I have noticed quite a bit of (unnecessary) redundancy when it comes to the
cisco templates. I have been able to reduce nearly all the cisco devices
down to two templates: cisco-switch and cisco-common
I still have a few minor issues to deal with, but should have something to
post to the group in about a weeks time. The biggest of these issues is
finding something in the specs "model" that is common to the cisco-switch
(2811, 4003, 5500, & 6506), that is not found in all the other devices.
Simularily, I would like to find something in the specs "model" that is
common to all other cisco devices (cisco-common).
note: Many switches are still able to use cisco-common (2900, 3500, 3550,
etc), so I probably have to come up with a better name for cisco-switch.
I will see what I can find on your subinterfaces issue.
I am also working on an idea (change to devmon) to allow for "default"
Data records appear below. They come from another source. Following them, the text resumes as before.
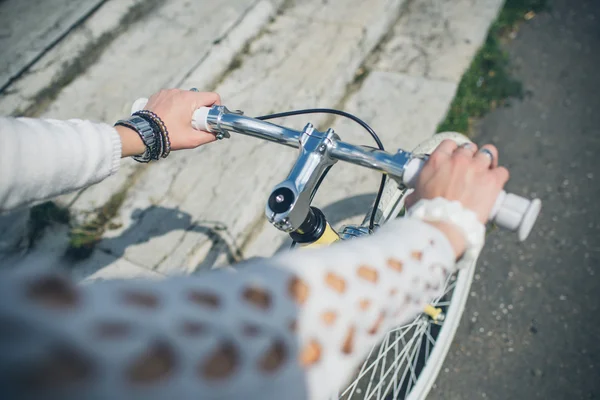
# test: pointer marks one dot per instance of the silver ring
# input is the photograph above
(489, 154)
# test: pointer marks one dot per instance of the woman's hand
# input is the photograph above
(463, 174)
(176, 108)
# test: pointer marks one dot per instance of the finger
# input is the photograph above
(446, 147)
(198, 138)
(501, 175)
(465, 150)
(410, 200)
(487, 157)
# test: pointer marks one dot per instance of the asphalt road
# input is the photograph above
(531, 329)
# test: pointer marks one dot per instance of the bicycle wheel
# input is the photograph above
(406, 363)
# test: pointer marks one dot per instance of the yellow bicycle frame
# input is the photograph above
(328, 237)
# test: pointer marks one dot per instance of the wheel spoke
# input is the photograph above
(405, 351)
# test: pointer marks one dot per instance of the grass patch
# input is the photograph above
(488, 82)
(83, 238)
(42, 216)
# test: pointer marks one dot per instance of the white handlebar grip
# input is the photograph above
(139, 104)
(511, 212)
(516, 213)
(198, 119)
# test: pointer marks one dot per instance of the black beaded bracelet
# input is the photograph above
(162, 128)
(148, 133)
(159, 147)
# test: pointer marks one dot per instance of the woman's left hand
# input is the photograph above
(176, 108)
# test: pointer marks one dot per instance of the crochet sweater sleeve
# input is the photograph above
(292, 327)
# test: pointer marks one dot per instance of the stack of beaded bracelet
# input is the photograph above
(159, 127)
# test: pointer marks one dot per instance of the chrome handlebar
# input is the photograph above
(289, 202)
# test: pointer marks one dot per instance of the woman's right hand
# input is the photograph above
(463, 174)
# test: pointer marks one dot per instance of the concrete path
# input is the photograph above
(394, 63)
(529, 330)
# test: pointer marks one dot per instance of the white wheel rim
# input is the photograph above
(390, 380)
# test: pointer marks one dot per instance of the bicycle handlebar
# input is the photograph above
(510, 211)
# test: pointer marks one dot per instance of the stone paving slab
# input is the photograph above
(410, 84)
(438, 38)
(295, 63)
(204, 208)
(30, 28)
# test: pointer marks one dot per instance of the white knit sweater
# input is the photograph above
(293, 327)
(40, 159)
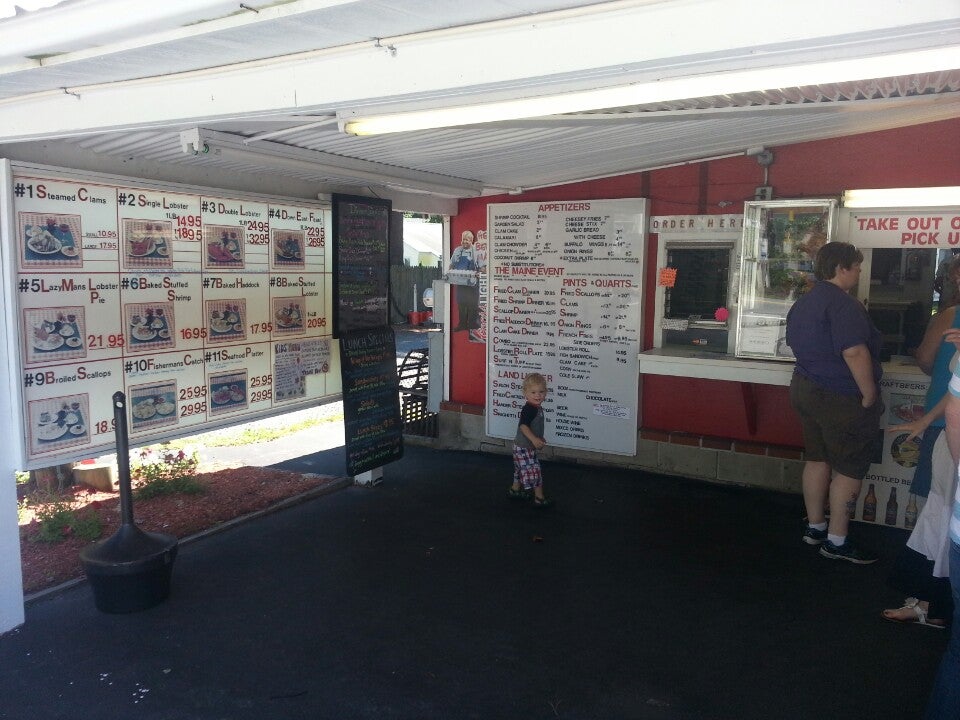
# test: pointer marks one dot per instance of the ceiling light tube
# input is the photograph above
(902, 197)
(720, 83)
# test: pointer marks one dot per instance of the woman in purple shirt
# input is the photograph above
(836, 392)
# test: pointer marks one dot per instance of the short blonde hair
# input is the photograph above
(534, 380)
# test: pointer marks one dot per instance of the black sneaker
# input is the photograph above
(848, 551)
(812, 536)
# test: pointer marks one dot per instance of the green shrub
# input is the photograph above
(59, 521)
(164, 472)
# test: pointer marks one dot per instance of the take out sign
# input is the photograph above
(918, 229)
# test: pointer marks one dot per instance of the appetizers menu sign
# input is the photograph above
(361, 251)
(565, 283)
(371, 399)
(205, 310)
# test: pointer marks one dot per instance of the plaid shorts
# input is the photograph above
(526, 468)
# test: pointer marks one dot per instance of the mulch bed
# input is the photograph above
(228, 493)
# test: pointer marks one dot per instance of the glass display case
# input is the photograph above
(780, 240)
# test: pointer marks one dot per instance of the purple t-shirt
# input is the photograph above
(820, 326)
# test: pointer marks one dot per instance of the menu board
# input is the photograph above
(204, 309)
(371, 399)
(361, 251)
(565, 288)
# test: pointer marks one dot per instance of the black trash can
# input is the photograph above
(130, 570)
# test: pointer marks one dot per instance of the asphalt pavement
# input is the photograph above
(431, 595)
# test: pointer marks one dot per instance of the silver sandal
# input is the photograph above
(920, 615)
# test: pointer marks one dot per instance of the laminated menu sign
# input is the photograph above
(371, 399)
(565, 284)
(361, 276)
(186, 302)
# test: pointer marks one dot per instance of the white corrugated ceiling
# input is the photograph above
(257, 82)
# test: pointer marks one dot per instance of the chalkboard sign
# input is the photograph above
(371, 399)
(361, 263)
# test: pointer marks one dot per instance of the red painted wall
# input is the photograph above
(918, 156)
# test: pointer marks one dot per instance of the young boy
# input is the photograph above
(526, 468)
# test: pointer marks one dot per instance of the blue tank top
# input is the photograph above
(940, 376)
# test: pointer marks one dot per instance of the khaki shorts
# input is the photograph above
(837, 429)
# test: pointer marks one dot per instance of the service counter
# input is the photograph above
(677, 362)
(902, 390)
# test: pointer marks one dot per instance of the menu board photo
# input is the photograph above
(205, 310)
(373, 429)
(565, 289)
(361, 252)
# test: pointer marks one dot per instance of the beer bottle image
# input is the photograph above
(892, 507)
(870, 505)
(910, 516)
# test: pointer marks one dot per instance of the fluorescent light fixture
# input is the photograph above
(719, 83)
(903, 197)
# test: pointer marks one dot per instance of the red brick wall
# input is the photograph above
(922, 155)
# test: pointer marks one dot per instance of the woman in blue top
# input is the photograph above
(945, 699)
(929, 601)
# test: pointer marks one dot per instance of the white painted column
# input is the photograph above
(11, 575)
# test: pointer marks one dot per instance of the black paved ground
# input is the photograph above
(432, 596)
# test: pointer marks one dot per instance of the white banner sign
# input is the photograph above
(565, 289)
(896, 229)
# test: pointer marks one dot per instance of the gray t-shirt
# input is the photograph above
(532, 417)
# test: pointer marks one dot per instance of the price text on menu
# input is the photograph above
(205, 310)
(564, 300)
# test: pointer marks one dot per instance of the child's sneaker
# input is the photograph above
(848, 551)
(812, 536)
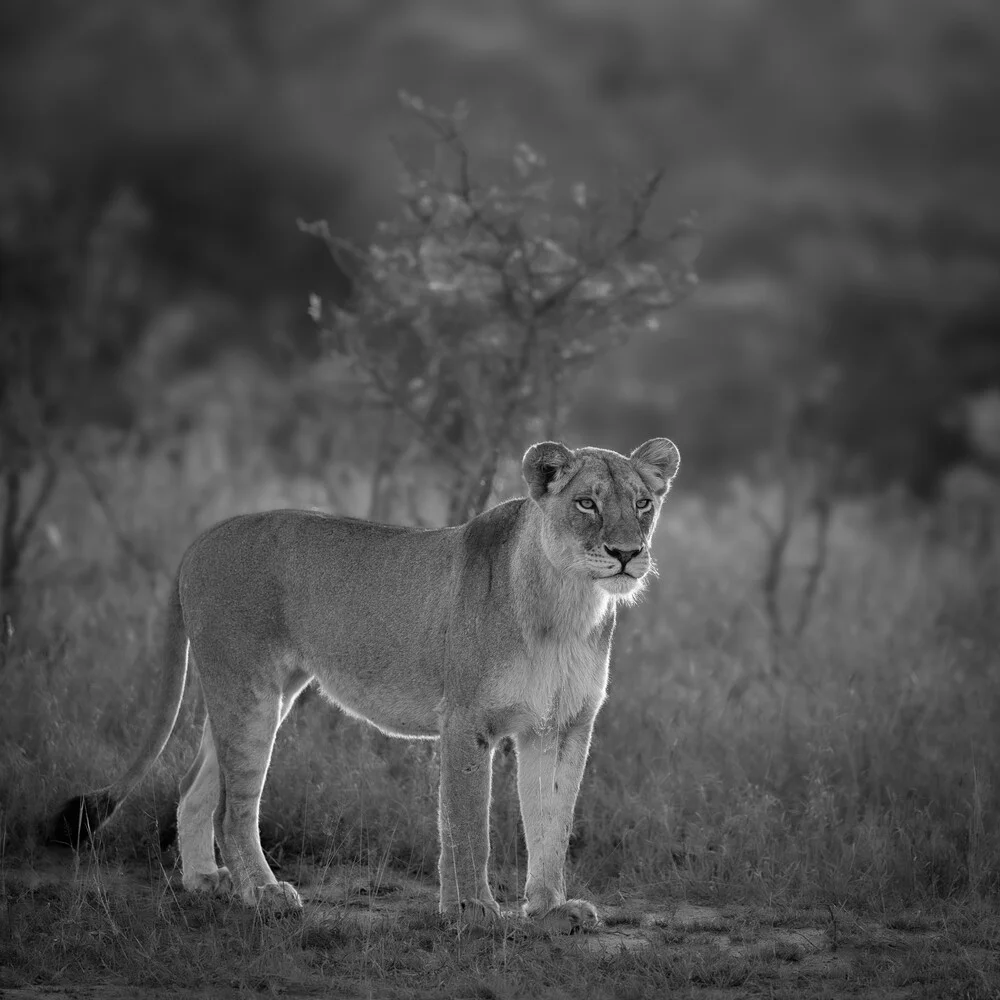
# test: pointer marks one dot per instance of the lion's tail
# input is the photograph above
(83, 815)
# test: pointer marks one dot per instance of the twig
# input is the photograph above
(150, 564)
(822, 508)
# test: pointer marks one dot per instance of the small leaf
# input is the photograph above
(686, 240)
(411, 101)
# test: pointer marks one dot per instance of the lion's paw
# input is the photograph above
(214, 883)
(275, 897)
(572, 917)
(475, 913)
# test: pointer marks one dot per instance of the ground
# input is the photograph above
(79, 928)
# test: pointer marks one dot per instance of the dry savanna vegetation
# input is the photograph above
(818, 818)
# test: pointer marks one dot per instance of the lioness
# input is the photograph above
(500, 626)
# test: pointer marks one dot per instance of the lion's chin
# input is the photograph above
(620, 585)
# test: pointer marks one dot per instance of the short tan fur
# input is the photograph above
(498, 627)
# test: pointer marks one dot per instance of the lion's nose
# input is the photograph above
(624, 556)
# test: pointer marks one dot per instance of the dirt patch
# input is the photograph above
(70, 929)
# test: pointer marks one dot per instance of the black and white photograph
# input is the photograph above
(500, 499)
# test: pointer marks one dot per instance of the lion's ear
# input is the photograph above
(543, 465)
(657, 461)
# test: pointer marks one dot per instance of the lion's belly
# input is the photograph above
(399, 703)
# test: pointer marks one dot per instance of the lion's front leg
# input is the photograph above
(550, 765)
(464, 819)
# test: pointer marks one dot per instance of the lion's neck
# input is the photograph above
(551, 604)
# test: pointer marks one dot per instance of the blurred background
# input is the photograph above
(174, 348)
(844, 161)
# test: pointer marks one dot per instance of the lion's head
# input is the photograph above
(600, 508)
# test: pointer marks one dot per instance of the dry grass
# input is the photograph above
(861, 779)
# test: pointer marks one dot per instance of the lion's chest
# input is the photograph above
(558, 678)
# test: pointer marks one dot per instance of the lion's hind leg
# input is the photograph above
(245, 717)
(195, 821)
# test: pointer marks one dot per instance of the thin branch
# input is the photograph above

templates depending on vendor.
Robert Holden
On Fri, Apr 18, 2008 at 7:17 AM, Chris Wopat <user-8ece45634613@xymon.invalid> wrote:
Hello,
Chiming in on some info on Devmon. While primarily targeted to the Devmon
list, it may be useful to hobbit/devmon users who don't subscribe to that
list.
The cisco-7206 template works perfectly fine on a Cisco 7500. I'm sure it
works on a 7200 as well. I also have an old 7000 here, but I don't want to
boot it up to test. Anyway, it may be in the best interest to rename 7206 to
7200, and just copy its templates to a 7500 folder, or genericly rename the
whole thing cisco-7000.
Also, there is a typo in the USING doc:
http://devmon.svn.sourceforge.net/viewvc/devmon/trunk/docs/USING?revision=3&view=markup
This line is listed:
DEVMON:tests(cpu),thresh(cpu;CPUTotal5Min;y=50;r=90)
But it should be:
DEVMON:tests(cpu),thresh(cpu;CPUTotal5Min;y:50;r:90)
It's correct in the details furter down the page, but the equal symbols
should be colons near the top when it first mentions thresh().
Lastly, and this is very minor, Devmon doesn't properly detect
administratively down interfaces in all cases. On one router, I am using
subinterfaces as follows:
GigabitEthernet0/2
GigabitEthernet0/2.1
GigabitEthernet0/2.2
GigabitEthernet0/2.3
..etc..
If I shut down Gi0/2, 'sh ip int br' shows its subinterfaces
administratively down, but devmon doesn't detect that- one has to go into
each subinterface and shut them down as well. It does appear that the OID
that checks admin status (.1.3.6.1.2.1.2.2.1.7) does indeed say up, which is
why it's showing red:
ifAdminStatus.89 = INTEGER: up(1)
I couldnt find any alternate OID to report ifAdminStatus, so short of
putting in code to check parent interface status, it probably couldn't be
considered a bug, but I thought I'd mention it.